DeMON mines 1.6 million reviews for 63000 electronics collected from Amazon and made openly available by Dr. McAuley [1][2], visualizes and tries to mine them for fake and genuine reviews. This goes ahead hand in hand with estimating how reliable amazon reviews can be before making buying decisions. DeMON using a python and R duo, successfully pinpoints 49 products which are highly likely to be fake ones using a combination of Cosine Similarity [3][4] for reviews and studying anomalies in posting times per product.
Note: Download dataset from the link present in data>link.txt file. Any dataset here should work with DeMON because of the uniformity of fields in all sets. For my work, I used the Electronics 5-Core and Cellphones 5-Core sets along with the Metadata dataset.
-
Get complete data set in MongoDB using bash. (not necessary, but helps to visualize the dataset)
- Run MongoServer
- In a new terminal run DeMON>load+preprocess+process>bashimportJSONtoMONGO.sh using: ./bashimportJSONtoMONGO.sh
- This will import all Cellphones and Electronics and metadata Dataset to the mongodb named: Individ_DeMON
-
Set up Python Environment
- It is better to use and IDE such as Pycharm, but the terminal will work fine as well.

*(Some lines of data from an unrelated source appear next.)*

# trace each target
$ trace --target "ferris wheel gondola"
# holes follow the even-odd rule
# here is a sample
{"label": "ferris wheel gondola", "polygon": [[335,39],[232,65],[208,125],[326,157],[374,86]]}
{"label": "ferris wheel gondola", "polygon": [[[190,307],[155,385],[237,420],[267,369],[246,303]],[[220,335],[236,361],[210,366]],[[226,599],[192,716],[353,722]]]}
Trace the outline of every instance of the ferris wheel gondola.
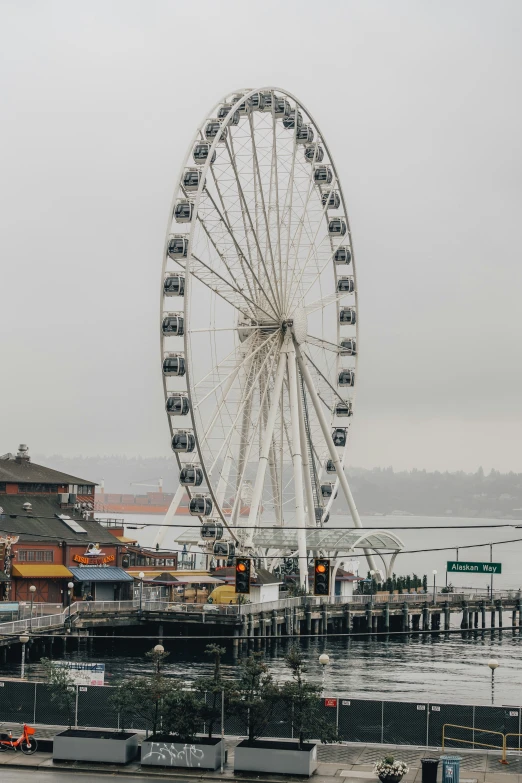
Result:
{"label": "ferris wheel gondola", "polygon": [[[306,585],[307,528],[326,523],[339,487],[361,527],[343,470],[348,428],[337,426],[352,413],[356,312],[346,204],[319,126],[284,90],[224,96],[175,187],[160,328],[180,479],[190,513],[223,526],[224,557],[255,555],[267,518],[293,524]],[[176,429],[179,415],[190,429]]]}

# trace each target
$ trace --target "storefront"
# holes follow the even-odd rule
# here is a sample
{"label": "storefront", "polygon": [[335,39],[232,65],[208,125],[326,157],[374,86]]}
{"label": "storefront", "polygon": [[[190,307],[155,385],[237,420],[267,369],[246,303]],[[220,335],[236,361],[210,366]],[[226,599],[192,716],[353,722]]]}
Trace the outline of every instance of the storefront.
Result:
{"label": "storefront", "polygon": [[123,568],[111,566],[71,566],[74,598],[95,601],[129,601],[132,599],[133,578]]}
{"label": "storefront", "polygon": [[[67,583],[72,578],[71,571],[64,565],[20,564],[13,565],[15,601],[64,604],[67,598]],[[31,592],[30,587],[36,590]],[[64,600],[65,599],[65,600]]]}

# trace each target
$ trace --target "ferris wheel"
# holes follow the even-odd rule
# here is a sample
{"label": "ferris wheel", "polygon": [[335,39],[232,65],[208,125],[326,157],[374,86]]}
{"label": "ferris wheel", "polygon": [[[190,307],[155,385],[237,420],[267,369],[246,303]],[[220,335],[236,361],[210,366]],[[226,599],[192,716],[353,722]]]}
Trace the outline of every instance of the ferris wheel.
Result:
{"label": "ferris wheel", "polygon": [[344,474],[357,280],[333,158],[285,90],[229,94],[198,128],[169,213],[160,313],[171,518],[187,493],[202,539],[227,557],[290,526],[295,551],[276,555],[297,557],[306,585],[307,531],[339,489],[362,527]]}

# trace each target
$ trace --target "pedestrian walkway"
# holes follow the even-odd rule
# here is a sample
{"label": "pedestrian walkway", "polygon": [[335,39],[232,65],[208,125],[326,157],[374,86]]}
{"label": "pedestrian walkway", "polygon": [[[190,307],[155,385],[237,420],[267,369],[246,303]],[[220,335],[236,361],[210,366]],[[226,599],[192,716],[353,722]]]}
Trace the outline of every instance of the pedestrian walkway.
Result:
{"label": "pedestrian walkway", "polygon": [[[49,727],[48,727],[49,728]],[[51,732],[49,735],[52,736]],[[43,739],[42,733],[39,737]],[[173,779],[180,778],[188,780],[225,780],[225,781],[255,781],[255,783],[280,783],[282,781],[292,781],[293,779],[283,775],[262,775],[255,776],[251,774],[234,774],[234,748],[238,740],[227,739],[228,763],[223,774],[219,770],[211,772],[200,769],[185,769],[178,767],[176,769],[160,769],[158,767],[147,767],[146,773],[149,778]],[[432,758],[442,755],[440,748],[415,748],[409,746],[393,747],[391,745],[360,745],[360,744],[340,744],[340,745],[319,745],[318,746],[319,766],[313,780],[315,783],[369,783],[377,781],[378,778],[373,771],[373,765],[385,755],[394,755],[396,759],[405,761],[410,770],[403,778],[404,783],[421,783],[421,759],[425,756]],[[480,752],[480,751],[460,751],[455,749],[451,753],[457,753],[462,757],[460,769],[460,783],[522,783],[522,754],[508,754],[507,766],[500,764],[500,753]],[[125,777],[126,775],[142,775],[139,762],[127,764],[125,767],[114,764],[96,764],[82,762],[60,762],[54,764],[52,754],[49,752],[35,753],[33,756],[24,756],[22,753],[14,753],[8,750],[0,753],[0,770],[2,767],[38,769],[44,770],[68,770],[69,772],[90,772],[90,773],[109,773]],[[439,765],[437,781],[440,783],[442,774],[442,765]],[[1,772],[0,772],[1,778]],[[299,778],[302,783],[302,778]]]}

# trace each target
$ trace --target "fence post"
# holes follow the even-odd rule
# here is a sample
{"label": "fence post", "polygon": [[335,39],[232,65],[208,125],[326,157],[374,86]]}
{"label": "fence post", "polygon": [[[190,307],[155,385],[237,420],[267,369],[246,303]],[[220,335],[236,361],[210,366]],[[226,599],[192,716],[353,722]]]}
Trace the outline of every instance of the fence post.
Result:
{"label": "fence post", "polygon": [[384,702],[381,701],[381,745],[384,742]]}
{"label": "fence post", "polygon": [[428,714],[426,715],[426,747],[429,745],[429,739],[430,739],[430,705],[426,704],[426,709],[428,711]]}
{"label": "fence post", "polygon": [[76,686],[76,703],[74,705],[74,728],[78,728],[78,688],[80,686]]}
{"label": "fence post", "polygon": [[34,700],[33,700],[33,723],[36,723],[36,688],[38,683],[34,684]]}

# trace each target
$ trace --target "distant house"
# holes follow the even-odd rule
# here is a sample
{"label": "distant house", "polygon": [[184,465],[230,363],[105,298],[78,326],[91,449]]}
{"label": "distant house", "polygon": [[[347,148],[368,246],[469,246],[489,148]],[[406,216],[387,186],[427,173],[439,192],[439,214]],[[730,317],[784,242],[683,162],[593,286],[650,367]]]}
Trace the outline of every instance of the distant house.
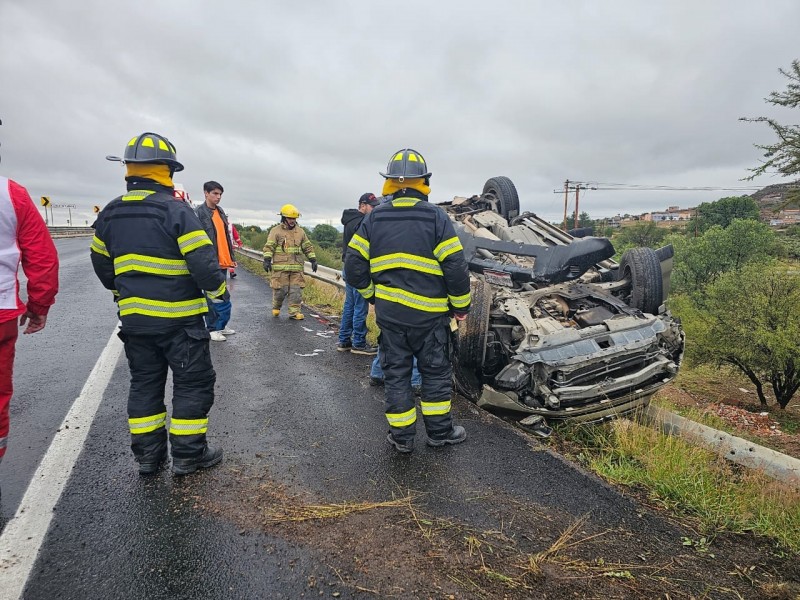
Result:
{"label": "distant house", "polygon": [[787,208],[773,214],[769,219],[770,227],[785,227],[787,225],[797,225],[800,223],[800,209]]}
{"label": "distant house", "polygon": [[670,206],[663,212],[651,212],[643,214],[642,221],[653,221],[654,223],[661,223],[664,221],[688,221],[694,216],[694,213],[694,208]]}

- Make sure you have python installed.
- Make sure you have all python packages installed mentioned in requirements.txt
** For the first run, uncomment the "import nltk" and "nltk.download()" lines in main.py and follow the instructions to download the PunkT Corpus. **
-
In Pycharm, (NOTE: CAN TAKE UPTO 9 HOURS)
- Load DeMON>Main.py
- Make sure you're using Python 2.7 Interpretter
- Run script. It wil do all analysis and create both Cosine Similarity Analysis and Date Time Analysis Result CSVs in DeMON>output
- Review Dumps and Time Dumps will also be created in DeMON>output
-
Create a Metadata CSV from JSON
- Metadata was imported into mongo in step 1.
- In a new terminal run DeMON>load+preprocess+process>bashexportMONGOtoCSV.sh using: ./bashexportMONGOtoCSV.sh
- Use metaDATA.csv created in DeMON>output in Step 5.
-
Open CSVs in R for visualizations.
- Run GenerateFakenessPDFReport.R to generate an html table of all products identified using fake reviewing services in DeMON>output. To convert html to pdf, use: 'wkhtmltopdf tableFinalFake.html tableReport.pdf' in the terminal after navigating to DeMON>output
- Run PlotBarChartOf46FakeProdsByCategories.R to see a plot chart of the identified products' categories in DeMON>output.
- Run FakeReviewsWordCloud.R to generate a wordcloud of terms often used in fake reviews in DeMON>output.
- Run PlotResultsForAllCS&TD.R to generate a Cosine Distance vs. Time Score plot for all products from Step 3 in DeMON>output.
** I have included my dataset from Step 1 in the DeMON>data folder. **
- The Python script is configured to save data in a mongo db running on localhost on port 27017. For different settings, configure it accordingly.
- The Bash scripts are configured to work in my paths. Reconfigure paths accordingly.
- The complete report for DeMON is present in Report.pdf.
[1] Image-based recommendations on styles and substitutes. J. McAuley, C. Targett, J. Shi, A. van den Hengel. SIGIR, 2015.
[2] Inferring networks of substitutable and complementary products. J. McAuley, R. Pandey, J. Leskovec. Knowledge Discovery and Data Mining, 2015.
[3] Introduction to Information Retrieval. Manning, Christopher. 2009.
[4] Sentiment Analysis and Opinion Mining. Liu, Bing. 2012.